The Hollywood Scarlets made a successful run in the West Region, defeating Calgary and Rose City Axles of Annihilation to qualify for a spot at Global Championships for an 8th consecutive time. At the 2024 Global Championships in Portland, OR November 1-3, the Scarlets defeated Toulouse Roller Derby in the first round 171-127. They went on to narrowly lose to Arch Rival Roller Derby (130-151), who would move on to the Championship game against the Rose City Rollers.

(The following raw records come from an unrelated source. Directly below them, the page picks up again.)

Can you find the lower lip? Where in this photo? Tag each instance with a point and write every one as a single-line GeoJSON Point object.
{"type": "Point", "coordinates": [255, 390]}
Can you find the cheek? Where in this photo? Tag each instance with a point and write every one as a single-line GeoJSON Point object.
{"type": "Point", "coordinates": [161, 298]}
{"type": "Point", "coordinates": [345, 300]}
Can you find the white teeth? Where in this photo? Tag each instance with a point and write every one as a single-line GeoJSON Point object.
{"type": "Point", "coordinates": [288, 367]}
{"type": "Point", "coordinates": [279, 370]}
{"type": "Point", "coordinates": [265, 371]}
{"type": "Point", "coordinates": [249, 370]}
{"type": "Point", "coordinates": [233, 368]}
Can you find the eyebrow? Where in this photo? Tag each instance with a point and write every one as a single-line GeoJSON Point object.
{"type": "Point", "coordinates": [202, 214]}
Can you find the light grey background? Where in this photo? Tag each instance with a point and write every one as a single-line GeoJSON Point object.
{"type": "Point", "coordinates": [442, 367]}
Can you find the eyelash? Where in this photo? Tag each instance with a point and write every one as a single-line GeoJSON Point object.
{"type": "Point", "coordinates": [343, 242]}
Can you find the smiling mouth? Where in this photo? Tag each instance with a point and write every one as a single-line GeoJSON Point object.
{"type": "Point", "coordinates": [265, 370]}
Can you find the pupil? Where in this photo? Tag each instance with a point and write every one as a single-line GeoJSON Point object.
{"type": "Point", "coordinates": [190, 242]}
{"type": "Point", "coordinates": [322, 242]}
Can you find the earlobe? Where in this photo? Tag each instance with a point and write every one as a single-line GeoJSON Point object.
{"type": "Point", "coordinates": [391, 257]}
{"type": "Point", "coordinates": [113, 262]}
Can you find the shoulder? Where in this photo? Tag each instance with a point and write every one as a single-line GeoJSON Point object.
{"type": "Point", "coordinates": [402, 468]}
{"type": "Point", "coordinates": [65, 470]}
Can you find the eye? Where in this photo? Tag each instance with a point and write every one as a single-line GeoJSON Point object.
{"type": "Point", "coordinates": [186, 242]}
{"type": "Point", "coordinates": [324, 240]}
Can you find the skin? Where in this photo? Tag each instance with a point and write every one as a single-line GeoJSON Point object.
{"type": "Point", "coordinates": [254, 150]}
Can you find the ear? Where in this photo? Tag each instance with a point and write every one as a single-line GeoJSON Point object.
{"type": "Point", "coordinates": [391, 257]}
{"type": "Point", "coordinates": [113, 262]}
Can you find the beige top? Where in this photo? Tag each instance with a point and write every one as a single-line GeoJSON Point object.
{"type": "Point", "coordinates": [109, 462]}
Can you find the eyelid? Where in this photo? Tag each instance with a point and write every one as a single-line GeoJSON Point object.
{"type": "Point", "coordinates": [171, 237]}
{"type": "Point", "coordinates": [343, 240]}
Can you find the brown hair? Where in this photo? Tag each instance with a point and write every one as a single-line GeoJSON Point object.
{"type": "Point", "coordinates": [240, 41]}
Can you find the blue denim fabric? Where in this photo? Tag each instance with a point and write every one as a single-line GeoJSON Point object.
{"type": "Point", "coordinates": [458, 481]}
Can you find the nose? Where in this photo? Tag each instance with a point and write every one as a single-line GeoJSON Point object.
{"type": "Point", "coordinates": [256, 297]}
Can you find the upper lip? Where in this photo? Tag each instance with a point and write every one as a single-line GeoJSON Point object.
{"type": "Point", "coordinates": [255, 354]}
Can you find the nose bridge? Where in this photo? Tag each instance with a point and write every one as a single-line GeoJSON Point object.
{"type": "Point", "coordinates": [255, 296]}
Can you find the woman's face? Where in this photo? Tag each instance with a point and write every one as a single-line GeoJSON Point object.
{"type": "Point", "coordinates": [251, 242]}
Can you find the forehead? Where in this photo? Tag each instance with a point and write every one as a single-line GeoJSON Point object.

Angel City enters the 2025-2026 season ranked #5.

===WFTDA rankings===

| Season | Final ranking | Playoffs | Championship |
|---|---|---|---|
| 2008 | 6 W | DNQ | DNQ |
| 2009 | 8 W | 8 W | DNQ |
| 2010 | 12 W | DNQ | DNQ |
| 2011 | 9 W | 9 W | DNQ |
| 2012 | 8 W | 8 W | DNQ |
| 2013 | 6 WFTDA | 3 D1 | QF D1 |
| 2014 | 9 WFTDA | 2 D1 | R1 D1 |
| 2015 | 6 WFTDA | 2 D1 | QF D1 |
| 2016 | 4 WFTDA | 2 D1 | QF D1 |
| 2017 | 4 WFTDA | 2 D1 | CR D1 |
| 2018 | 6 WFTDA | 3 | CR |
| 2019 | 7 WFTDA | 1 | QF D1 |
| 2020 | N/A - season canceled | N/A | N/A |
| 2021 | N/A - season canceled | N/A | N/A |
| 2022 | N/A - season canceled | N/A | N/A |
| 2023 | 4 North America West 9 GUR | N/A - no tournament in new 2 year cycle | N/A - no tournament in new 2 year cycle |
| 2024 | 5 North America West 7 GUR | 3 North America West Playoffs | QF WFTDA Champs |
| 2025 (June) | 5 North America West 8 GUR | N/A - no tournament in 2 year cycle | N/A - no tournament in 2 year cycle |

- CR = consolation round
- GUR = Geographically Unrestricted Region
The 2020-2022 seasons were canceled due to the COVID-19 Pandemic.

Starting in 2023, the WFTDA shifted to a 2 year cycle for playoff and championship tournaments. Official playoff and championships would only be held in even number years.